[I18n-sig] Pre-PEP: Proposed Python Character Model

Martin v. Loewis martin@loewis.home.cs.tu-berlin.de
Thu, 8 Feb 2001 20:58:20 +0100

> print u"hello world"
> rather than the easier
> print "hello world"
> even though the message is clearly text.

You can easily have the latter being Unicode by invoking Python with
the -U option. If the pragma PEP is ever implemented, one pragma
should be reserved to declare the source file encoding, and another
one to declare all strings as Unicode in this file.

> I think we agree that, eventually, we would like the simple notation
> for a string literal to create a unicode string. What Im not sure
> about is whether we can make that change soon. How often are string
> literals used to create what is logically just binary data?

Let's have a look. Excluding __doc__ strings (which can be recognized
syntactically), performing grep '"' in the Python library, I get

BaseHTTPServer.py:__version__ = "0.2"
BaseHTTPServer.py:__all__ = ["HTTPServer", "BaseHTTPRequestHandler"] 

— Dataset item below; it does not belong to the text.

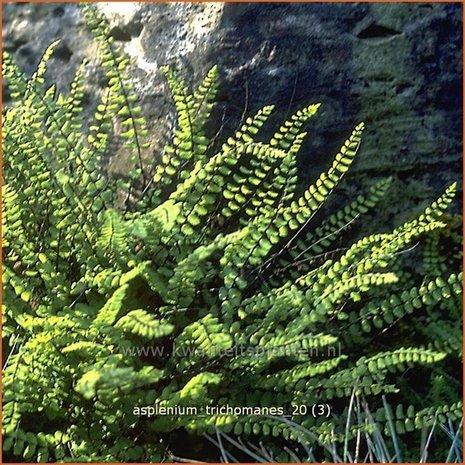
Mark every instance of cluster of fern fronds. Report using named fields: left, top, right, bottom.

Both are "protocol" in some sense, i.e. not meant to be
human-readable. +2 for binary data


This is text, giving +1 for binary data. Actually, it is HTML, so when
transferring it, it needs to be encoded in some encoding; so it
*could* be considered as the encoded message instead

BaseHTTPServer.py:    sys_version = "Python/" + string.split(sys.version)[0]
BaseHTTPServer.py:    server_version = "BaseHTTP/" + __version__ 
BaseHTTPServer.py:        self.request_version = version = "HTTP/0.9" # Default BaseHTTPServer.py:                self.send_error(400, "Bad request version (%s)BaseHTTPServer.py:                                "Bad HTTP/0.9 request type (%s 
BaseHTTPServer.py:            self.send_error(400, "Bad request syntax (%s)" % `
BaseHTTPServer.py:            self.send_error(501, "Unsupported method (%s)" % `

Part of the HTTP protocol, thus binary data. +9

BaseHTTPServer.py:        self.log_error("code %d, message %s", code, message) 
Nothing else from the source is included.